Modi refuses to fire minster for derogatory remark about Muslims
Junior minister Jyoti told a public rally in New Delhi last weekend that those who do not follow the Hindu god Ram were ‘bastards’
Prime Minister Narendra Modi on Friday rejected demands to fire a government minister whose derogatory comments about Muslims have led to a furor that has shut down the Indian Parliament for four days.
Junior minister Sadhvi Niranjan Jyoti told a public rally in New Delhi last weekend that those who do not follow the Hindu god Ram were “bastards.” She later apologized in parliament for the comments.
But angry opposition lawmakers demanded that she be removed from the council of ministers and face criminal charges for trying to incite communal hatred. They say her remarks reflect the ruling Bharatiya Janata Party’s anti-Muslim attitude.
Modi has called the remarks unacceptable, but has refused to fire her, saying she was new and had been elected for the first time.
“She has apologized. I appeal to the house to move on and that we resume work in the interest of the country,” Modi said Friday.
But opposition Congress party lawmakers walked out of Parliament and sat in protest outside, tying black cloths across their mouths and holding signs demanding Jyoti’s dismissal.
Muslims make up about 13 percent of India’s population, but they have been extremely wary of Modi’s Hindu nationalist Bharatiya Janata Party, which won convincingly in May’s general elections.
In 2002, Modi was accused of failing to stop anti-Muslim riots in Gujarat state that claimed at least 1,000 lives when he was chief minister of the state. He has rejected the accusations, and India's Supreme Court has said that it found no evidence to prosecute him.

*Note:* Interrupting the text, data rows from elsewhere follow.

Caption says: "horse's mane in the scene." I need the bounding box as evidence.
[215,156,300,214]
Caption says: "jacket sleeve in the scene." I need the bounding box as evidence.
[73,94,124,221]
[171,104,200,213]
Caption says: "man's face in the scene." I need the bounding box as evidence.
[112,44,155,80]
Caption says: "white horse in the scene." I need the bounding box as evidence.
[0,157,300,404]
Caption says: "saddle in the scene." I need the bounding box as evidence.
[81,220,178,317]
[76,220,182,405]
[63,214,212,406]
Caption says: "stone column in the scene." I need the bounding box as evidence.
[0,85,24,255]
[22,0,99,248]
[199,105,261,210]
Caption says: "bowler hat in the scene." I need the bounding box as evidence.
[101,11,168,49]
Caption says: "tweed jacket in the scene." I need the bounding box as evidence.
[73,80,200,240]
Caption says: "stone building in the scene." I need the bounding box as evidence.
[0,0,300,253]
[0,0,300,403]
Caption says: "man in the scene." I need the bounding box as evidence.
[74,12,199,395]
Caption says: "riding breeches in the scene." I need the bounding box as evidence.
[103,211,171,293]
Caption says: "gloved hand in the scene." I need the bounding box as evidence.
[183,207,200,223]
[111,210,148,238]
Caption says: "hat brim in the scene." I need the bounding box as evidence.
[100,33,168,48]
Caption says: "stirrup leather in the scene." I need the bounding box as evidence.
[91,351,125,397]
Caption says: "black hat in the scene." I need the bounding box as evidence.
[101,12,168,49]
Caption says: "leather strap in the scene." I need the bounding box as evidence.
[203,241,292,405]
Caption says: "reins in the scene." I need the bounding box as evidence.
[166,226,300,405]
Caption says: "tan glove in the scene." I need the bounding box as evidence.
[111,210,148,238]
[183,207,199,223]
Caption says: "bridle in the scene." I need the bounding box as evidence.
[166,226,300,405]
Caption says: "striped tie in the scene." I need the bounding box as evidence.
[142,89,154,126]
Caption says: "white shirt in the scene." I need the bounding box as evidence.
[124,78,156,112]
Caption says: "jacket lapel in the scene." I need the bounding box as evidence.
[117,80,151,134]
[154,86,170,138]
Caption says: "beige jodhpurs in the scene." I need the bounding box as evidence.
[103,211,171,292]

Jyoti, a Hindu preacher who was appointed junior minister for food processing last month, was addressing a rally in New Delhi over the weekend when she said that the people of Delhi have to decide whether they want a government run by “the children of the (Hindu god) Ram or the children of bastards.”
Elections for the Delhi state assembly are likely to be held in February and political parties have begun their poll campaigns with public meetings and rallies across the Indian capital.